Guides

Network Observability

Observability is used to describe the ability to understand the current or past state of a software system.

March 21, 2024

Network Observability

Observability is used to describe the ability to understand the current or past state of a software system. In a separate article, we’ve covered the three main pillars of observability (metrics, logs, and traces). A similar approach can be applied when it comes to networks and physical infrastructure. Although many of these concepts are obstructed by software engineers via cloud-first architectures, the concepts are still applicable when it comes to instances, traffic between nodes, and network traces. Furthermore, advancements in protocols such as eBPF allow engineers to access kernel-level messaging data which is critical to capturing and understanding network traffic that’s exchanged between different nodes.

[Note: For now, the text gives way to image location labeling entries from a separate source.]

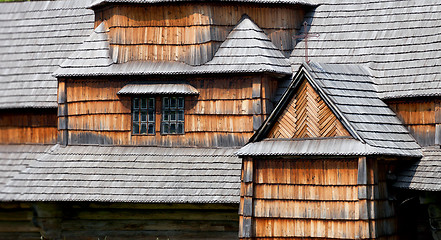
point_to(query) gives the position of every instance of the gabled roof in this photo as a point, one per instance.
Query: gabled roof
(16, 158)
(246, 50)
(129, 174)
(398, 40)
(301, 2)
(349, 92)
(35, 38)
(424, 174)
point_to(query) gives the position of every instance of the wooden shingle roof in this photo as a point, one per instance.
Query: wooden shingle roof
(399, 41)
(129, 174)
(35, 38)
(351, 94)
(300, 2)
(16, 158)
(425, 174)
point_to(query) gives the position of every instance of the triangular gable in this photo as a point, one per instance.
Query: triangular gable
(306, 115)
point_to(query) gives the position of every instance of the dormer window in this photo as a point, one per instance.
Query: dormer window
(143, 115)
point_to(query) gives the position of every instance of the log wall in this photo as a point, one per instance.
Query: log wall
(28, 126)
(315, 199)
(84, 221)
(422, 118)
(226, 112)
(16, 222)
(190, 32)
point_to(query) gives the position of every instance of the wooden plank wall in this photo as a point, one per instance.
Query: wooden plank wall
(315, 199)
(190, 32)
(16, 222)
(307, 115)
(84, 221)
(28, 126)
(221, 115)
(422, 118)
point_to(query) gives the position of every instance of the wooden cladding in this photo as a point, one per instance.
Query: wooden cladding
(307, 115)
(422, 118)
(190, 32)
(225, 113)
(315, 199)
(28, 126)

Simply put, Network Observability is the ability to capture, process, and understand the data related to a network's state with the purpose of troubleshooting production issues and 

Key Goals of Network Observability

There’s a difference between visibility and network observability.

Network Observability - Insightful Intelligence

The first fundamental goal of network observability is to create insights that matter to the user. In other words, the information collected about the network must be contextualized. 

What does that mean? 

Imagine that you’re collecting data about the traffic on a specific port. At some point, the port experiences a significant spike in traffic. Does this matter? The answer depends on the application, the reason, and the state of the port after the spike. Will anyone act on the information about this spike? The information is not “insightful” and should be discarded if the answer is no.

Now, imagine that the same port experiences a gradual increase in traffic—in the first week, the traffic averages 150% of what’s expected; the second week, it raises to 200%, and in the third—300%. Surely, someone should be looking at what’s going on.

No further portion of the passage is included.